Страница 17 из 59
— Я не одна, и постоять за себя точно смогу, — она окинула идущих рядом людей беспокойным взглядом, — против большинства здесь точно выстою. Много ли в рубахе-то навоюешься…
— А… о других печёшься? Не волнуйся, у князя в закромах кожи для них довольно, а кому-то, может, и кольчужка найдётся.
Злата задумалась ненадолго, и вдруг поймала себя на том, что шрам на лице дружинника разглядывает. Он тоже это заметил, улыбнулся криво.
— Уродливо, правда? Говорят, шрамы мужиков только краше делают, только я не согласен.

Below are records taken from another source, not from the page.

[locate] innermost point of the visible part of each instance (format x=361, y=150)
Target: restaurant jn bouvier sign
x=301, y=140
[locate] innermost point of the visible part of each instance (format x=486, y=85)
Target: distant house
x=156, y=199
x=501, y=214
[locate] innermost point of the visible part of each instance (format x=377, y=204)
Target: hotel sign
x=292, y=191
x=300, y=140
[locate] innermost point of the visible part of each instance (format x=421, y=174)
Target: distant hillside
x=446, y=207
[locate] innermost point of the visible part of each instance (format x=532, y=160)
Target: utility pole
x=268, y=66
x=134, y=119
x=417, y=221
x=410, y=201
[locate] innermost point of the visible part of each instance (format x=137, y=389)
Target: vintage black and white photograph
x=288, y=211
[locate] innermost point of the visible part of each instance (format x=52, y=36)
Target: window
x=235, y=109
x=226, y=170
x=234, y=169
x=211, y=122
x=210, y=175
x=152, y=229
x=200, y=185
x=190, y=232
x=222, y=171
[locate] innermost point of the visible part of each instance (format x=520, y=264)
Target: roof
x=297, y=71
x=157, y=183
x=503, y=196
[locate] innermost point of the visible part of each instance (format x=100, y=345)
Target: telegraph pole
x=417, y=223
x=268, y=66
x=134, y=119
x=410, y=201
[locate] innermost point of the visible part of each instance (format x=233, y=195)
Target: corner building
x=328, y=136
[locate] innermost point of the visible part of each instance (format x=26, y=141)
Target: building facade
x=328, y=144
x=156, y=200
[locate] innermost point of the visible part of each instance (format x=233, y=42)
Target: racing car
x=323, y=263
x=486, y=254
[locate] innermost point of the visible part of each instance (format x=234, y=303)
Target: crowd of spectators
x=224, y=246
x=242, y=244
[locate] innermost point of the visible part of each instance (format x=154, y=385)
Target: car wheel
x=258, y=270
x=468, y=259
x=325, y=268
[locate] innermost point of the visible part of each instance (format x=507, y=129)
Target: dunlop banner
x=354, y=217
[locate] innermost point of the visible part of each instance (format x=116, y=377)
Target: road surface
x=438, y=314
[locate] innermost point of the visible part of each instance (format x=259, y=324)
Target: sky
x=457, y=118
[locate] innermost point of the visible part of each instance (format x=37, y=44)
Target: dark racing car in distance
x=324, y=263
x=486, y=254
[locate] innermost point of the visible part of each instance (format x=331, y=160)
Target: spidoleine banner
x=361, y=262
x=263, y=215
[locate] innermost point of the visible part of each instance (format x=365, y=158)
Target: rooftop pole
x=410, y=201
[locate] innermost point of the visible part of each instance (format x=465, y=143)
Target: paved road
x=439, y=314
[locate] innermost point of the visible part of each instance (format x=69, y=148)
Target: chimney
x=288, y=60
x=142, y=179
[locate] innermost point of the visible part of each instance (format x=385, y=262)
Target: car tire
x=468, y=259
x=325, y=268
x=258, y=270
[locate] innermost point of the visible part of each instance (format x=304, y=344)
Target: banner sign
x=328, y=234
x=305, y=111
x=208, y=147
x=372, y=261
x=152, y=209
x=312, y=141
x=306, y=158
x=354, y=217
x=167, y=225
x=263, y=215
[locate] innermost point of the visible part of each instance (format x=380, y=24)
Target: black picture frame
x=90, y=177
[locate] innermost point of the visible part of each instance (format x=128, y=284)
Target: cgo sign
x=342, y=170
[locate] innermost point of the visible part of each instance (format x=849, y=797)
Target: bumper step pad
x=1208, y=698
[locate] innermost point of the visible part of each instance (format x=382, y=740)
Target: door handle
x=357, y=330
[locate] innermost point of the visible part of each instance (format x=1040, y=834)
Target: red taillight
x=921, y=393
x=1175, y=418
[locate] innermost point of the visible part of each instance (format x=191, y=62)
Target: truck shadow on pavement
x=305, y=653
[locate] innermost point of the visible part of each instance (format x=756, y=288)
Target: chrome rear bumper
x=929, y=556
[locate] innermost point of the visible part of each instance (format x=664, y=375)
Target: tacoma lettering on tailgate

Не заметил я, чтоб бабы на меня вешаться стали, когда рожу-то мне раскроили.
— Почему тебя Сорокой кличут?
— Потому что… — начал было тот, да его перебили.
— Болтает без меры, — улыбнулся Радогор, на что дружинник нахмурился недовольно.
— Не правда. Это потому что всегда нутром чую, где золото спрятано. А то, что говорю много, так это от ума большого. У меня баек знаешь сколько? За всю жизнь не переслушать.
— Эй, чего встали? — выкрикнул Борич издалека, — к закату нужно до леса добраться, там заночуем.
Все трое пустили коней шагом, путь продолжая.
— Хочешь расскажу, откуда у меня богатство такое? — спросил у Златояры с улыбкой, указывая на шрам.
— Расскажи, — делать-то все равно нечего, подумала, знай только лошадью правь, а разговоры тому не мешают.
— О, это давняя история, мы в тот год на хазар пошли, помнишь, Радогор, — тот угукнул и невольно к разговору прислушался. — Когда это было, четыре года назад?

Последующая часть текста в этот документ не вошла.